Nuestros ancestros, los que vivieron en el siglo XVIII, se hubiesen sorprendido al observar las casas iluminadas con luz artificial. Lo mismo hubiesen experimentado quienes vivieron en el siglo XIX al escuchar cómo hablamos por teléfono, y todos nuestros antepasados se hubiesen maravillado con los automóviles, los aviones, las armas... Para quienes nacimos antes de la época del Twitter, del IPhone, del Facebook o de la parafernalia, etcétera, no deja de sorprendernos la dependencia que el mundo aparatizado ha generado.
Esos cambios han modificado a los seres humanos. Los ejecutores de esos logros, y la mayoría de las personas que tienen acceso a ese modus vivendi, piensan que la instrumentalización del ser humano y la manipulación del ambiente deviene mejorías. Otros piensan distinto: no todo lo que produce ciencia y tecnología es benéfico. Este grupo lo conforman personas interesadas en la ética. Ambos grupos saben lo mismo: la ciencia ha cambiado la vida y ha modificado al ser humano. Cuando se habla de ciencia y ética, la pregunta central es fundamental: ¿debemos hacer todo lo que podemos hacer?

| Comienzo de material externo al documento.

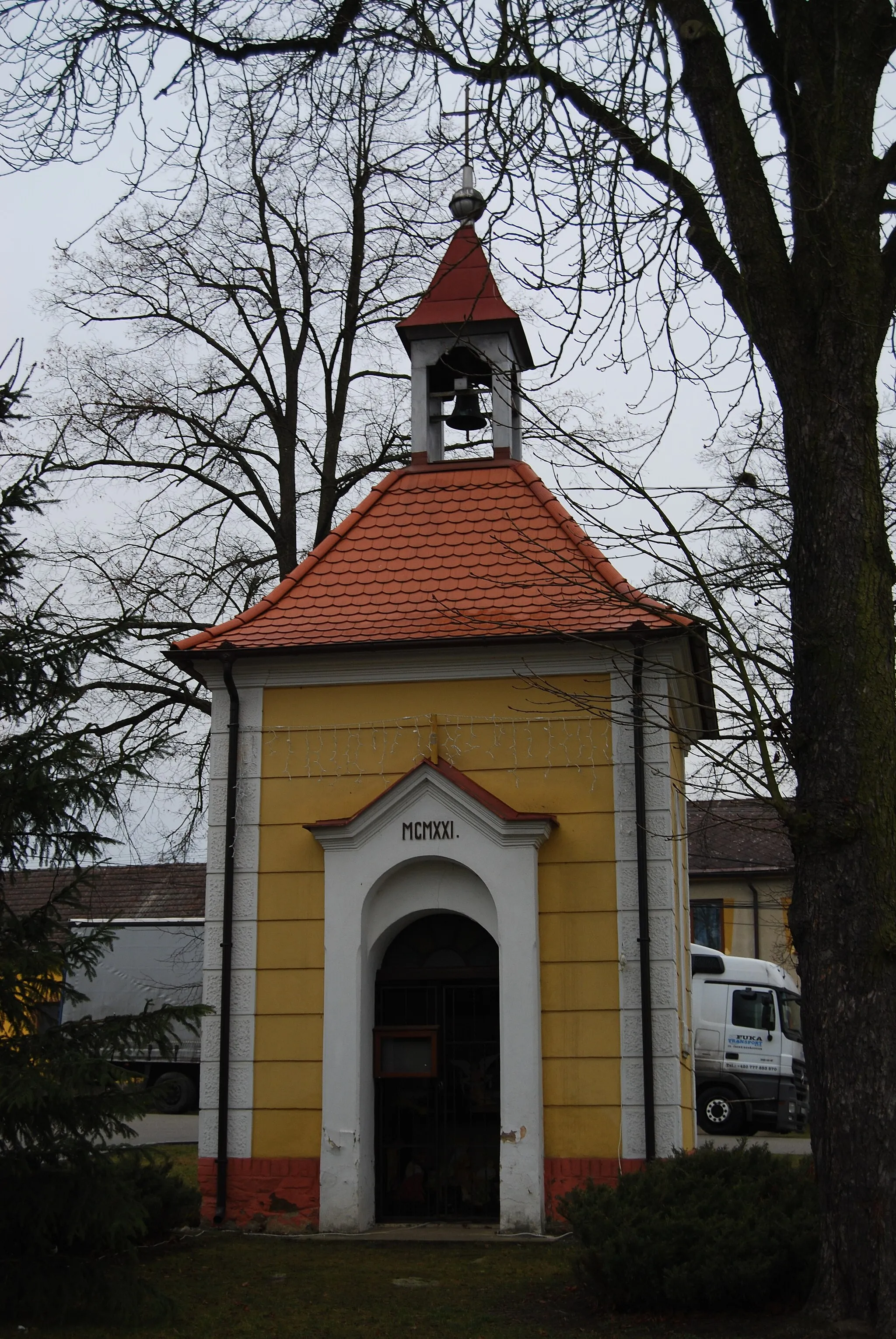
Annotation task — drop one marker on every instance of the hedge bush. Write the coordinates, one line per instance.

Entre más ofrece la ciencia, más preguntas afloran. En bioética no hay días vacuos. Energía nuclear y clonación, desertificación y reproducción in vitro, calentamiento de la Tierra y medicina personalizada, asesinato de focas y “bebés a la carta” son binomios contemporáneos.
Rebasados los modelos políticos y religiosos, las respuestas deben provenir de la ética. ¿Es correcta la idea que sostiene que el ser humano es el cáncer de la Tierra?; ¿sigue vigente la sentencia “el hombre es el lobo del hombre”? Ambas preguntas conciernen a la ética. Ambas respuestas forman parte de estas reflexiones: ¿debemos hacer todo lo que podemos hacer?
El brete es inmenso. Conforme la ciencia avanza, la ética cuestiona. Dos casos. El primero pertenece al rubro “ética hacia la Tierra”. Un ejemplo “viejo”. El accidente nuclear de Fukushima —2011— fue una catástrofe, no una calamidad. En las catástrofes, las acciones de los seres humanos son responsables del suceso; en las calamidades, la Naturaleza es la responsable, si acaso la Naturaleza tiene responsabilidades.
El terremoto y el tsunami son fenómenos naturales (calamidades): acabaron con muchas vidas, mientras que la radiación proveniente de las centrales nucleares produjo enfermedades —leucemias, cáncer de tiroides—, y mermas en la Naturaleza. Los impulsores de las centrales nucleares obviaron la cuestión, ¿debemos hacer todo lo que podemos hacer?
El segundo ejemplo proviene de la ética médica. El “turismo de trasplantes” es una empresa en boga. Quienes la fomentan se agencian dinero abundante. Sabedores de la limitación de órganos y de la urgencia de muchos enfermos para salvar su vida gracias a un trasplante, los vendedores de salud transportan a receptores a Turquía, Pakistán o China, donde un donador, nunca voluntario, “dona” su órgano a cambio de una paga enjuta. El proceso viola leyes elementales de la ética. Los implicados no pensaron en los vínculos entre ciencia y ética.
“Cómo debemos vivir” fue una gran reflexión de Sócrates. Esa idea debe responderse desde la ética: las personas tienen la obligación de valorar los intereses de quienes pudiesen verse afectados. La imparable tecnología ha dotado al ser humano de técnicas otrora impensables, pero, al unísono, lo ha despersonalizado. La tecnología genera felicidad y prolonga la vida: sin embargo, la salud de la Tierra es cada vez más precaria.
Comparto la siguiente inquietud: Si la ética no modifica las conductas de quienes deciden el destino del ser humano y de la Tierra, las catástrofes se multiplicarán y el hombre atentará, cada vez más, contra sus congéneres y contra su casa.